My uncle is a Major in the AF and he strongly recommended that I not join the AF but rather the Marine Corps because AF training does not transfer well into civilian world. Granted I am not a mechanic, but I do know that just being able to put USMC in your resume is huge!


----------



## docjay (Dec 1, 2010)

First,it all depends on your ASVAB score. Second,if you score high enough for the MOS(job) then stand firm and hold out till they offer it to you. I played these games with the Navy and Army for a socom mos and the Army came through first and the rest is history. Good Luck to anyone taking the military route...remember never believe what the recruiter says till you see it in writing.


----------



## nightcrawler (Sep 21, 2006)

A little over 4 years ago I went into the Airforce with a guarenteed afsc(mos) 3E7X1 Fire protection. My brother thought he did too with the army but he didnt read the fine print, not bashing it is what it is.

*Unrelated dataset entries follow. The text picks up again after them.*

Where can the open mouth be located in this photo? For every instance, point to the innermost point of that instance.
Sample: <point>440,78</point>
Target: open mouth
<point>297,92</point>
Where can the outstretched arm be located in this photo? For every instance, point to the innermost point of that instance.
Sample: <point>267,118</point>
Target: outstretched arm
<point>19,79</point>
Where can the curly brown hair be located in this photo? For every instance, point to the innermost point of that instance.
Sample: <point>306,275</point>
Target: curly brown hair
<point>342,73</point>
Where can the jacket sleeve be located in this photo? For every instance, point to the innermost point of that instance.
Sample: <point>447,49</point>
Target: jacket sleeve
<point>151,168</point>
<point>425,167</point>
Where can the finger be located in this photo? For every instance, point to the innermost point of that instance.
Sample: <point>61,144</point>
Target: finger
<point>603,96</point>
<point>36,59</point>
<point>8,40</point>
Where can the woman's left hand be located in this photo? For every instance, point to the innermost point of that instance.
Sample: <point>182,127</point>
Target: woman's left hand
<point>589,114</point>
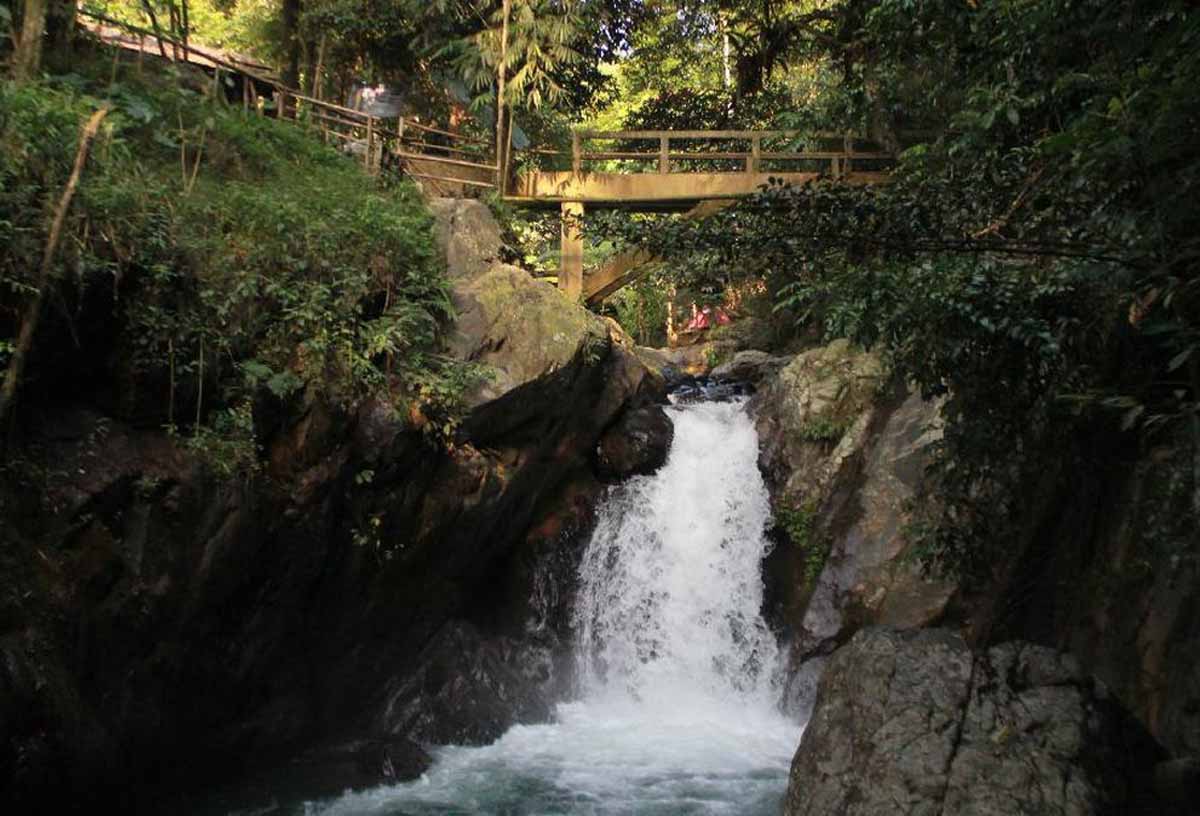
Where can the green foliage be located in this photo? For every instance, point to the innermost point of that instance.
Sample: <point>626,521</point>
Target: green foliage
<point>1033,264</point>
<point>245,261</point>
<point>641,310</point>
<point>822,429</point>
<point>228,447</point>
<point>798,523</point>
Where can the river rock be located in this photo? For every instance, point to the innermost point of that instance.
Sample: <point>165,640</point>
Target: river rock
<point>915,723</point>
<point>159,622</point>
<point>465,691</point>
<point>520,329</point>
<point>636,444</point>
<point>811,417</point>
<point>467,234</point>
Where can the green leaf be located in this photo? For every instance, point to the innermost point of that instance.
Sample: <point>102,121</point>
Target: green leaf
<point>1181,358</point>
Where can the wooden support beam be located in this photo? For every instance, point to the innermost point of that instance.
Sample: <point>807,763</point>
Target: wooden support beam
<point>570,275</point>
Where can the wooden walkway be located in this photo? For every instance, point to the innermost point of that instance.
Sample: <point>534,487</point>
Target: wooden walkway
<point>447,163</point>
<point>691,172</point>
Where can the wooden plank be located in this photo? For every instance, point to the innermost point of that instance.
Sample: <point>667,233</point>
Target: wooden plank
<point>439,147</point>
<point>703,135</point>
<point>409,123</point>
<point>442,160</point>
<point>490,185</point>
<point>645,189</point>
<point>570,276</point>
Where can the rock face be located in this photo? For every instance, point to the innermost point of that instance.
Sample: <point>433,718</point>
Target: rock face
<point>917,724</point>
<point>520,328</point>
<point>637,444</point>
<point>811,418</point>
<point>750,366</point>
<point>843,455</point>
<point>155,622</point>
<point>1109,571</point>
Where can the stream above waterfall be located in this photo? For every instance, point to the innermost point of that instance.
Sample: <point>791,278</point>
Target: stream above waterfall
<point>677,689</point>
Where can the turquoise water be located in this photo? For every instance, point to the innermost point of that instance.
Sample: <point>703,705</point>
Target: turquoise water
<point>677,711</point>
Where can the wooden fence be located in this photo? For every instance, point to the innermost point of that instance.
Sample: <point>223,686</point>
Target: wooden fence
<point>718,151</point>
<point>448,162</point>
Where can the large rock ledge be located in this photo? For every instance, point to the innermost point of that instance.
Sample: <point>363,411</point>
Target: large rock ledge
<point>915,723</point>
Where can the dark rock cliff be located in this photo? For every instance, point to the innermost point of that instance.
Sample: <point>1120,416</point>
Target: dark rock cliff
<point>160,627</point>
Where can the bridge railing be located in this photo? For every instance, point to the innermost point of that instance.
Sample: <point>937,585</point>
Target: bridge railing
<point>443,159</point>
<point>730,151</point>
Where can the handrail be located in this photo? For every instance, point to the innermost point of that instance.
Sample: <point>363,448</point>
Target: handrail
<point>839,160</point>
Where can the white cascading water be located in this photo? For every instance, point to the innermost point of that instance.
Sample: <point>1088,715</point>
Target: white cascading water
<point>678,705</point>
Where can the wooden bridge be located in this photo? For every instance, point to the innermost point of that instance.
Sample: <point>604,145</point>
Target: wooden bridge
<point>690,172</point>
<point>693,172</point>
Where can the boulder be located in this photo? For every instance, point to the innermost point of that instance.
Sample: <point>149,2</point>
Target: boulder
<point>636,444</point>
<point>811,417</point>
<point>467,234</point>
<point>466,691</point>
<point>749,366</point>
<point>520,329</point>
<point>915,723</point>
<point>869,577</point>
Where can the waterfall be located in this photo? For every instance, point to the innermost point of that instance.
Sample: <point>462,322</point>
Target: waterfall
<point>670,587</point>
<point>677,706</point>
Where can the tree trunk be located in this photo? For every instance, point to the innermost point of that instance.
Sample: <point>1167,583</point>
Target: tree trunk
<point>34,311</point>
<point>291,19</point>
<point>27,58</point>
<point>881,127</point>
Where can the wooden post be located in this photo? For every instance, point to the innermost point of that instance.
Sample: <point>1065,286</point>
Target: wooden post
<point>321,65</point>
<point>570,273</point>
<point>367,160</point>
<point>501,167</point>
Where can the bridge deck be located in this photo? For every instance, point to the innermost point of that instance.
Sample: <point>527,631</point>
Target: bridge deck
<point>651,191</point>
<point>673,180</point>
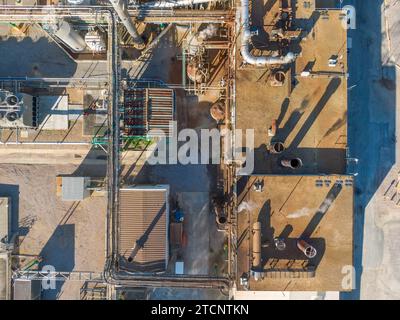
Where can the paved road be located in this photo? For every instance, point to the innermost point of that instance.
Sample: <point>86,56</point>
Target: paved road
<point>372,139</point>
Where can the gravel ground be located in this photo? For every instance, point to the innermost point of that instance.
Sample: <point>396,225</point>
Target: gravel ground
<point>68,235</point>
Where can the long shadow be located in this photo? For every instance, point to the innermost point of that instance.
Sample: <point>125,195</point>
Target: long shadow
<point>330,90</point>
<point>322,210</point>
<point>90,169</point>
<point>291,254</point>
<point>12,191</point>
<point>371,118</point>
<point>39,58</point>
<point>59,252</point>
<point>141,242</point>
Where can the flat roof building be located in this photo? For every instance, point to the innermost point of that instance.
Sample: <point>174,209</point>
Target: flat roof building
<point>295,211</point>
<point>143,243</point>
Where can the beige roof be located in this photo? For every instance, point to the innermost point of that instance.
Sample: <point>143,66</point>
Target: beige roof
<point>143,218</point>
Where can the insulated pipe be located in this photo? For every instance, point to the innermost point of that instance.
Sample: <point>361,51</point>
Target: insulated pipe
<point>121,9</point>
<point>257,246</point>
<point>246,35</point>
<point>173,4</point>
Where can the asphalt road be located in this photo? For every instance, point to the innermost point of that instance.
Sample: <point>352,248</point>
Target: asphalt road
<point>372,140</point>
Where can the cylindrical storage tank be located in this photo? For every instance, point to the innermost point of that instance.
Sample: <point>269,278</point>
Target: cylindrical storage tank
<point>257,246</point>
<point>3,96</point>
<point>194,73</point>
<point>295,163</point>
<point>308,250</point>
<point>217,111</point>
<point>95,41</point>
<point>12,116</point>
<point>12,100</point>
<point>70,37</point>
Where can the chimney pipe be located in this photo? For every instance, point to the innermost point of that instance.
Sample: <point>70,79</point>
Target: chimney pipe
<point>308,250</point>
<point>295,163</point>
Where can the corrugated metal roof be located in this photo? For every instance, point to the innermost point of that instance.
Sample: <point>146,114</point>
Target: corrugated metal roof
<point>4,276</point>
<point>5,204</point>
<point>143,219</point>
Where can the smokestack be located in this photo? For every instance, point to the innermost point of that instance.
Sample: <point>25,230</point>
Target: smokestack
<point>295,163</point>
<point>120,7</point>
<point>276,147</point>
<point>272,129</point>
<point>257,245</point>
<point>308,250</point>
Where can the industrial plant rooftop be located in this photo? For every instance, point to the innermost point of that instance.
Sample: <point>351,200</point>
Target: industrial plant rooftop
<point>316,208</point>
<point>308,111</point>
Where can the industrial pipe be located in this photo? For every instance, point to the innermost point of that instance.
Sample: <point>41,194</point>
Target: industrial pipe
<point>173,4</point>
<point>246,36</point>
<point>308,250</point>
<point>121,9</point>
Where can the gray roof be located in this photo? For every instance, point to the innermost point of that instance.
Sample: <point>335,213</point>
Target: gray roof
<point>74,188</point>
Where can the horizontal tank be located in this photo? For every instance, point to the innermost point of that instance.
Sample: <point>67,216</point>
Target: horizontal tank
<point>70,37</point>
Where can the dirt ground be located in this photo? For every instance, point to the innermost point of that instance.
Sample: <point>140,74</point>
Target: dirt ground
<point>67,235</point>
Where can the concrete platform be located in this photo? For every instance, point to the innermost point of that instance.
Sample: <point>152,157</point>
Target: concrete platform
<point>292,208</point>
<point>310,112</point>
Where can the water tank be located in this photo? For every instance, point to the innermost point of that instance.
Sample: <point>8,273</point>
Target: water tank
<point>194,73</point>
<point>95,41</point>
<point>12,100</point>
<point>70,37</point>
<point>217,111</point>
<point>12,116</point>
<point>2,96</point>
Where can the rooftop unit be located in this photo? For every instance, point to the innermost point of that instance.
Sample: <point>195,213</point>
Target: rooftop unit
<point>17,110</point>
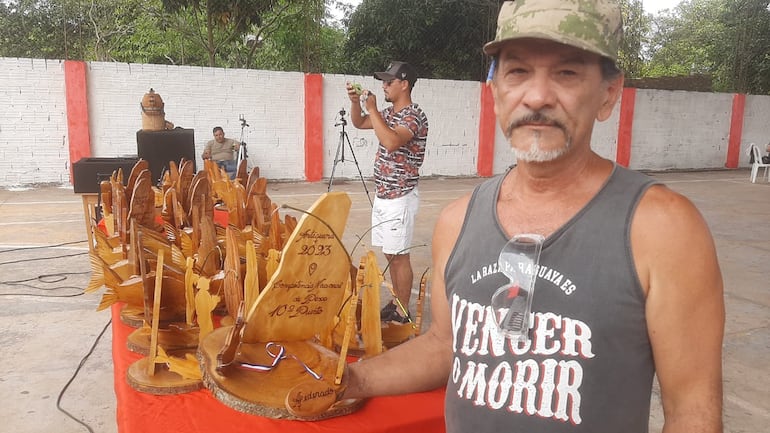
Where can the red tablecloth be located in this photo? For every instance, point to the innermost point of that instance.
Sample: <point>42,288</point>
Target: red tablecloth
<point>199,411</point>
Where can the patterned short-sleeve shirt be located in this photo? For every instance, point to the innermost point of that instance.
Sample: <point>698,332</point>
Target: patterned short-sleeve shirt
<point>397,173</point>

Get everything in writing and READ THE FINE PRINT. The Air force was a great experience and gave me a lot of training that did transfer to the civillian world and I was treated waaay better than my brother with the army. The Air force has lots of jobs other than flying planes and all navy jobs arent on ships. There are a lot of good jobs in all of the branches find out which is best for you and which one you will benefit most from. Good luck with what ever you choose.


----------



## silentdeathtx4 (Aug 2, 2010)

I will tell you rite now, dont belive a word the recruiter tells you, I just got out of the army after serving 5 years. And do not go into any type of a mechanic job, You will be working your tail off. I regret ever going in as a tank mechanic. Unless the military is your last option I would look for work elsewhere. I am proud that I served, but the military aint what it use to be, they are more gang members and thugs in the military than they are descent americans. Im just being honest.


----------



## PitBull Daddy (Sep 26, 2010)

Here is my thought Newby and it comes from personal experience. ALL RECRUITERS ARE ****ING LIARS!!!!


----------



## Jfriesner (Nov 26, 2009)

silentdeathtx4 said:


> I will tell you rite now, dont belive a word the recruiter tells you, I just got out of the army after serving 5 years. And do not go into any type of a mechanic job, *You will be working your tail off*. I regret ever going in as a tank mechanic. Unless the military is your last option I would look for work elsewhere. I am proud that I served, but the military aint what it use to be, they are more *gang members and thugs in the military than they are descent americans*. Im just being honest.


*BS*

Military ain't what it use to be? You had to work your tail off? Waaaaah. Good thing you didn't join the Marine Corps. This is exactly what I called it, BS. The military obviously has its bad apples, always has and always will, but to say the majority of them are thugs is completely lunatic. nuf said.


----------



## target1 (Jan 16, 2007)

Jfriesner said:


> *BS*
> 
> Military ain't what it use to be? You had to work your tail off? Waaaaah. Good thing you didn't join the Marine Corps. This is exactly what I called it, BS. The military obviously has its bad apples, always has and always will, but to say the majority of them are thugs is completely lunatic. nuf said.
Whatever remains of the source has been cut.